Unlike the Ashes, where there wasn’t too much turnaround time between two Tests, the red-ball series against Pakistan is well-placed in terms of the bowlers getting a break. Looking back at the Test year, where Starc has been involved in eight Tests across three continents, the left-arm stated that there were a number of things to manage.
"There were a number of things to manage all that," Starc said. "Preparation [being] one, I think I'd tweaked a few things just to manage some pain, but I came out of the back end of the World Cup in a better place than I started and was able to manage that well, obviously with the medicos as well. I sort of tailored my prep or my training. I'm probably doing less than I probably would have wanted to."

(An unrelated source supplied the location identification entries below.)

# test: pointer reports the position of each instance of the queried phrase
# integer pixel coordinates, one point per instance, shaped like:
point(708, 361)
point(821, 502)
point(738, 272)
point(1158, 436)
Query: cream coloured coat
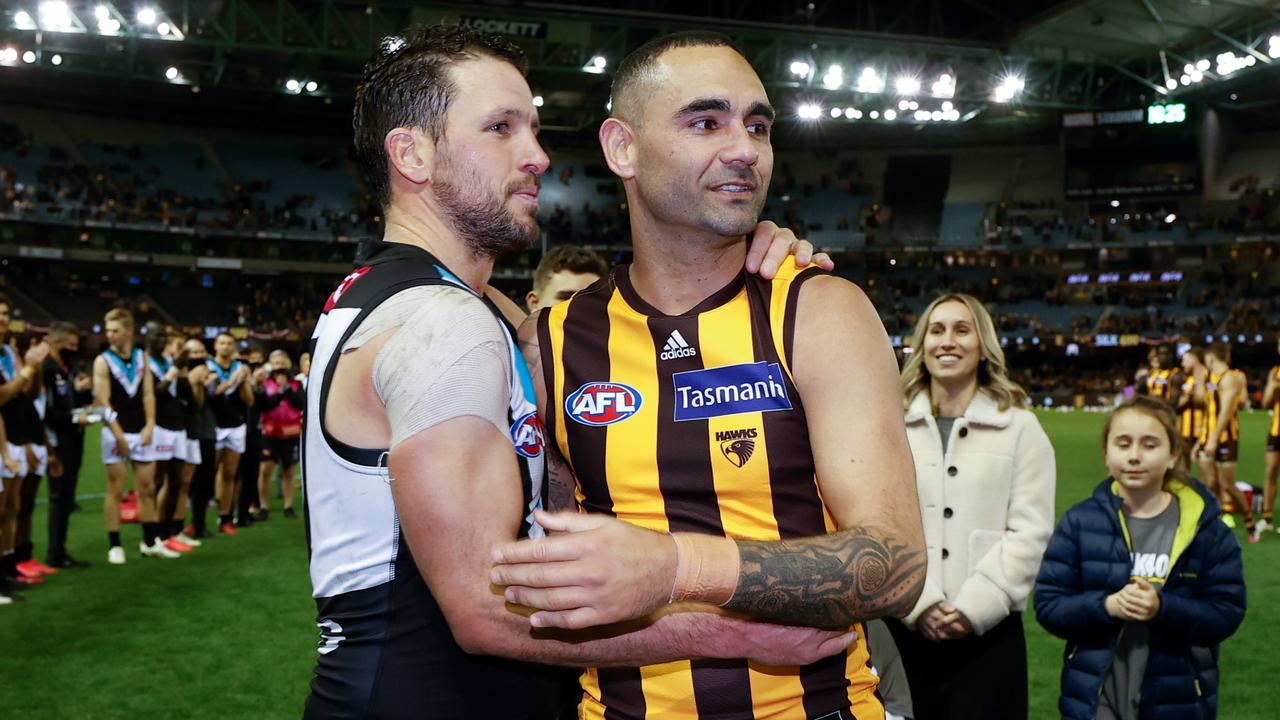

Across 83 Tests, Starc has picked up 338 wickets and is statistically one of the best pacers in the country, but that hasn’t stopped the left-arm pacer from constantly evolving his own game. He wasn’t at his best in the first innings of the Perth Test against Pakistan, but then, just like a flick of a switch, Starc had turned his game around.
"I'm certainly in a place where I've played enough cricket to problem solve on my own or be quicker than my younger self. So, whilst I was up and going I just felt like I wanted to do it then rather than sleep on it or try and get up and bowl in the morning whilst we were batting. It only took a dozen balls to work it out and it was much better for the second innings.
"I thought my front side wasn't working the way it should, but it was actually my arm path in my bowling arm."